İstanbul Valiliği ve hükümetin, 1 Mayıs meydanı konusundaki mahkeme kararlarını, Anayasa’yı ve yasaları görmezden gelmeye devam ettiğine vurgu yapan Beko, “görmeyen gözler işitmeyen kulaklar için bir kez daha madde madde tekrar ediyoruz” diyerek şunları söyledi:
1- Senenin sadece bir günü, 1 Mayıs’ın nerede kutlanacağı ile ilgili söz hakkını dahi sendikalara, işçi sınıfına vermeyen bir zihniyetin “demokrasi” ile uzaktan yakından ilgisi yoktur.
2- 1 Mayıs’ta Taksim’i yasaklamak suçtur.
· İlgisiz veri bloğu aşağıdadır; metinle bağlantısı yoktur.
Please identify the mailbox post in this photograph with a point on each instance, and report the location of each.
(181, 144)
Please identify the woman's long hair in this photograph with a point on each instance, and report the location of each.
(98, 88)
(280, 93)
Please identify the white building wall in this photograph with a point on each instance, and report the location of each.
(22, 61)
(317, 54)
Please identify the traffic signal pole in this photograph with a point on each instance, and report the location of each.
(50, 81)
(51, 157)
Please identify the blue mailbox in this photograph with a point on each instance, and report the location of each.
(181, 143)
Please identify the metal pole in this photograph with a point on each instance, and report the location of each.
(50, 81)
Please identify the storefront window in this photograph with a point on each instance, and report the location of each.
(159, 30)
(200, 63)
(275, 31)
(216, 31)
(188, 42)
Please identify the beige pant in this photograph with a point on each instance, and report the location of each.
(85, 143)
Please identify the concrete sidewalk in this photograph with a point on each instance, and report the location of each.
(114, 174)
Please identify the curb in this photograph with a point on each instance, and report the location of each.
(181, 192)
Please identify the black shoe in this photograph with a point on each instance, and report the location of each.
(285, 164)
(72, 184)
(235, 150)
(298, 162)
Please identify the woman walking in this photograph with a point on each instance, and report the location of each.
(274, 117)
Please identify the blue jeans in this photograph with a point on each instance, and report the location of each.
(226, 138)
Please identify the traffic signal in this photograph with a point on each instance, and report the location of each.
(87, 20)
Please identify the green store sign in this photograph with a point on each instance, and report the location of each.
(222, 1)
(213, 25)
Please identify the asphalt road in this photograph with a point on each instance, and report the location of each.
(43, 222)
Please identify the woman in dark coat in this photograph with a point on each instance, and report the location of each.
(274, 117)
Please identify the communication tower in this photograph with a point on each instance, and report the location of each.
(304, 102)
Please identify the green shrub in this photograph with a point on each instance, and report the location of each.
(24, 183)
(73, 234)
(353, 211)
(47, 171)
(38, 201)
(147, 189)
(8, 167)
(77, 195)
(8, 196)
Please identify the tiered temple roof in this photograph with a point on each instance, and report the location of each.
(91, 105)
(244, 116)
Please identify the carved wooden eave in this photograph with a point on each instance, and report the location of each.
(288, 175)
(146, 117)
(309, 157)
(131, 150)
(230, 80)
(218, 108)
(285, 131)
Taksim’de 1 Mayıs’ı kutlamanın hakkımız olduğunu teslim eden çok sayıda ulusal ve uluslararası mahkeme kararı mevcuttur.
3- 1 Mayıs’ı Taksim’de kutlamayı engellediği için hükümet Avrupa İnsan Hakları Mahkemesi’nde haksız bulunmuştur. Ancak 1 Mayıs’ı Taksim’de kutlamak isteyenlerle ilgili tek bir yargı kararı mevcut değildir.
4- Anayasa’da güzergâhı belirleme yetkisi, mülki idare amirlerine verilmemiştir (Daha doğrusu bu yetki, 2001 değişikliği ile Anayasa’dan çıkarılmıştır.)
5- 1 Mayıs herhangi bir “toplantı ve gösteri yürüyüşü” değildir. 1 Mayıs resmi bir bayram günü olarak, Vali’nin atıf yaptığı 2911 sayılı yasada “istisna” olarak belirtilen hallerden biridir.
6- Vali’nin görevi kamu düzenini bozmak değil sağlamaktır. Taksim’de 1 Mayıs’ın yüz binlerle kutlandığı 3 yıl boyunca tek bir kişi bile bundan zarar görmemiş, yasadışı bir şekilde Taksim’in yasaklandığı yıllarda ise yüzlerce kişi yaralanmış, milyonlarca İstanbullu fiili sıkıyönetimin, fiili sokağa çıkma yasağının, gaz bombalarının, polis şiddetinin mağduru olmuştur.
7- 1977 yılındaki faşist katliam aydınlatılmamış, sorumluları yargılanmamıştır. Taksim’de işçi sınıfının kitlesel bir biçimde varlığından rahatsız olmak, 1977 katliamının “işçi sınıfını sindirme” amacına hizmet etmektir.
8- Türkiye Cumhuriyeti hükümetinin uymak zorunda olduğu mahkeme kararlarına göre DİSK’in 1977 yılında ölen üyelerini anmak için Taksim Meydanı’nı kullanmak istemesi hakkı ve görevidir.”
Öte yandan Beko, Türkiye’de 2015 1 Mayıs’ı ve 7 Haziran’daki genel seçiminin önemine değinerek “DİSK Genişletilmiş Başkanlar Kurulu 25-26 Mart tarihlerinde Bolu’da toplanarak, 2015 1 Mayıs’ına ve 7 Haziran’daki genel seçime dair kararlar alacaktır. Bu kararları yıllardır birlikte mücadele yürüttüğümüz, başta KESK-TMMOB ve TTB olmak üzere tüm dost kurumlarla beraber de değerlendireceğiz” diye konuştu.